Misadventures in HPC Cloud Migration #7

Time to go cloud native?

Misadventures in HPC Cloud Migration #7

Lifting and shifting HPC from on premises to the cloud isn’t a great idea in terms of cost effectiveness. So, does your migration need to be cloud native?

Firstly, ugh. I hate that term. Cloud Native. It struts about with an air of superiority. Looking down its nose at on-premises software. Trampling roughshod over established and proven patterns. Sometimes its justified, but often with no tangible benefit (except to the coffers of the cloud provider).

Take a technology deprived enterprise application team that have had nothing to work with but a 20 year old server in the corporate dungeon for their entire professional careers. Then hand them the world on a stick. The Cloud. It’s like a kid in a candy shop. On Christmas.

Two things. Firstly, you need to think about costs up front. There is no point in designing your dream cloud architecture having zero idea of its operational cost. You absolutely need to think about what it will cost to run your new system up, front when you’re designing it. Not only what it will cost initially but how those costs scale. In both directions.
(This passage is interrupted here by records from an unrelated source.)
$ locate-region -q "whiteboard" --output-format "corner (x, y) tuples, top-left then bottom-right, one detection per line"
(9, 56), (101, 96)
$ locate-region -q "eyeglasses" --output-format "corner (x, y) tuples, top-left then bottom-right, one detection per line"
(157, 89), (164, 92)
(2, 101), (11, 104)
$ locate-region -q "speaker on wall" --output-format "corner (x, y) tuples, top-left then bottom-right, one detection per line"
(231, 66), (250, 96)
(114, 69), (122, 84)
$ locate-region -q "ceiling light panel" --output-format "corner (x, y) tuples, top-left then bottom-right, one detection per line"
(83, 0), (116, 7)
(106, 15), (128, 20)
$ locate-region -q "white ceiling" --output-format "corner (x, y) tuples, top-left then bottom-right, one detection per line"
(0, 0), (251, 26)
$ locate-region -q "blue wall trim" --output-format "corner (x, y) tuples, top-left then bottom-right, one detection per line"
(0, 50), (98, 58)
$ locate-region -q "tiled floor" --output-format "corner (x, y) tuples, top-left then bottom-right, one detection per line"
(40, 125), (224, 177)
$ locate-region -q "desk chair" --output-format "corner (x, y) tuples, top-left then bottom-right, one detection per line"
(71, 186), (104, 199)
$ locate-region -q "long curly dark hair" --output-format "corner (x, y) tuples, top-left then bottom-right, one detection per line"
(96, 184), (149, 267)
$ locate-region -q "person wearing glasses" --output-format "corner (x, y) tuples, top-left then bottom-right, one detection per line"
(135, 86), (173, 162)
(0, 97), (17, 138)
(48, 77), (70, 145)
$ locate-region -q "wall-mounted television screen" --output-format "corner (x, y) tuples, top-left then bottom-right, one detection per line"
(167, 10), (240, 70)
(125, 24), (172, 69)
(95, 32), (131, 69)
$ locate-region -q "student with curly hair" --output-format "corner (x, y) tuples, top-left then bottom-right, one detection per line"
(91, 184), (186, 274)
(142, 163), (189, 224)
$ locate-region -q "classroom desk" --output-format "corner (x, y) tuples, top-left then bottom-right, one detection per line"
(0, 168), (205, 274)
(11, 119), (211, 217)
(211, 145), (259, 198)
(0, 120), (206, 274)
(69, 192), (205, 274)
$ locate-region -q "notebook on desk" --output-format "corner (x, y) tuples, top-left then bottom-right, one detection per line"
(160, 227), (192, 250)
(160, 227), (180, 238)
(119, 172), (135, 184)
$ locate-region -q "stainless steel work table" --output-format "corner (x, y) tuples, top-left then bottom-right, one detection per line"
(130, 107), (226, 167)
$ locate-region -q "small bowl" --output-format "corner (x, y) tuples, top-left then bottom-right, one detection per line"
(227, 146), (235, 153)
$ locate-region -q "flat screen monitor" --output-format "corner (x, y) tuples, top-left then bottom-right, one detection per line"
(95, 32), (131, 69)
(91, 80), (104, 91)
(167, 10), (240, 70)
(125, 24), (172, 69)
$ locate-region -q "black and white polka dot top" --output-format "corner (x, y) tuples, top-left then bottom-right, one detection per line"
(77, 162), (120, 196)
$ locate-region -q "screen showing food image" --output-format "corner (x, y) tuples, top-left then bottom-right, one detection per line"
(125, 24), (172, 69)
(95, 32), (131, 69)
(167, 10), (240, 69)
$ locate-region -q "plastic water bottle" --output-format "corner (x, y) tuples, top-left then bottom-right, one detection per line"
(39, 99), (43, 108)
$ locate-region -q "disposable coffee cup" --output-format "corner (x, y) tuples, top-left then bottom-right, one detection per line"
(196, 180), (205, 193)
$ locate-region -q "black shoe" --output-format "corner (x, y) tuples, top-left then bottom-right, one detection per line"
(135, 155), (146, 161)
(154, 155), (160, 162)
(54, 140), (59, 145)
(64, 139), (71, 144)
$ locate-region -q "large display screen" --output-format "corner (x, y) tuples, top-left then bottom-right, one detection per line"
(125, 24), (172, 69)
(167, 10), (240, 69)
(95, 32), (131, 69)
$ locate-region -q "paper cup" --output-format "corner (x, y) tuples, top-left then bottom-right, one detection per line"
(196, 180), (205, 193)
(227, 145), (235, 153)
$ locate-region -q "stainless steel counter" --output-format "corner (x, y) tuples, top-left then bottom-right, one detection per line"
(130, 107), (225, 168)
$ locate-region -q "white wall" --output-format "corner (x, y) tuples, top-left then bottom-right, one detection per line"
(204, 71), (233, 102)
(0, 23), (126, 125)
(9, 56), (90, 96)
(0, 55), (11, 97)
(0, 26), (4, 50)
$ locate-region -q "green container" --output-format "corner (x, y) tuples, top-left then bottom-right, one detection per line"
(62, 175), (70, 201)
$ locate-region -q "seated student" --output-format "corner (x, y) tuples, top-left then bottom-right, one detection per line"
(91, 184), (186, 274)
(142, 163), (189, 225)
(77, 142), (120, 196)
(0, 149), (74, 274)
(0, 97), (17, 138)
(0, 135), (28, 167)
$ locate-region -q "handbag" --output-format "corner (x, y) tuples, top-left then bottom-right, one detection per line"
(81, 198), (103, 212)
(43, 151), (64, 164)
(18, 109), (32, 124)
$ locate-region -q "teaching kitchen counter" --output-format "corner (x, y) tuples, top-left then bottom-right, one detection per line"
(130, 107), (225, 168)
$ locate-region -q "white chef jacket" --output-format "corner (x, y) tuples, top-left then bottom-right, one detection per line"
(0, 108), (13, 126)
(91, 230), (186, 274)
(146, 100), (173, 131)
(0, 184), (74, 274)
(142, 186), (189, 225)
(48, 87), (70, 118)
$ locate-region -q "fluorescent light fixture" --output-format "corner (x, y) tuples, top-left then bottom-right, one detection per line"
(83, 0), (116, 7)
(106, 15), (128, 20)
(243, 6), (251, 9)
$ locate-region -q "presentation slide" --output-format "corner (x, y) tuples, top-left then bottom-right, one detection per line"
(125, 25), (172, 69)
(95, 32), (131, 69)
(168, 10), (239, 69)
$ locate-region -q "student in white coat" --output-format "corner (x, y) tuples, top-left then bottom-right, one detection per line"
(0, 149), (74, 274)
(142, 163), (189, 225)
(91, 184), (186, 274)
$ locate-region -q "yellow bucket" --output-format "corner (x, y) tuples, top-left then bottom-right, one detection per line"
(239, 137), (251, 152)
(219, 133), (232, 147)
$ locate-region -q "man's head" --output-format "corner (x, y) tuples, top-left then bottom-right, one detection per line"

Secondly, cloud native doesn’t always mean better. If you didn’t already learn your lesson in the similar game we played with NoSQL databases, or think that somehow this time is different, well then step away from the cheque book. Sure, there are a million and one ways to do HPC on the cloud.  Running into one without knowing how it will perform or what it will cost on a performance normalised basis is great way to keep lots of people employed but won’t do much for your bottom line. Wait what am I saying. Absolutely do it. Try them all out! Hire us to do it for you in fact. Give me your cheque book 😊

This process starts with your ability to run representative workloads easily in multiple architectures. If you can’t do that yet, solve that problem first. Or find a synthetic representative workload.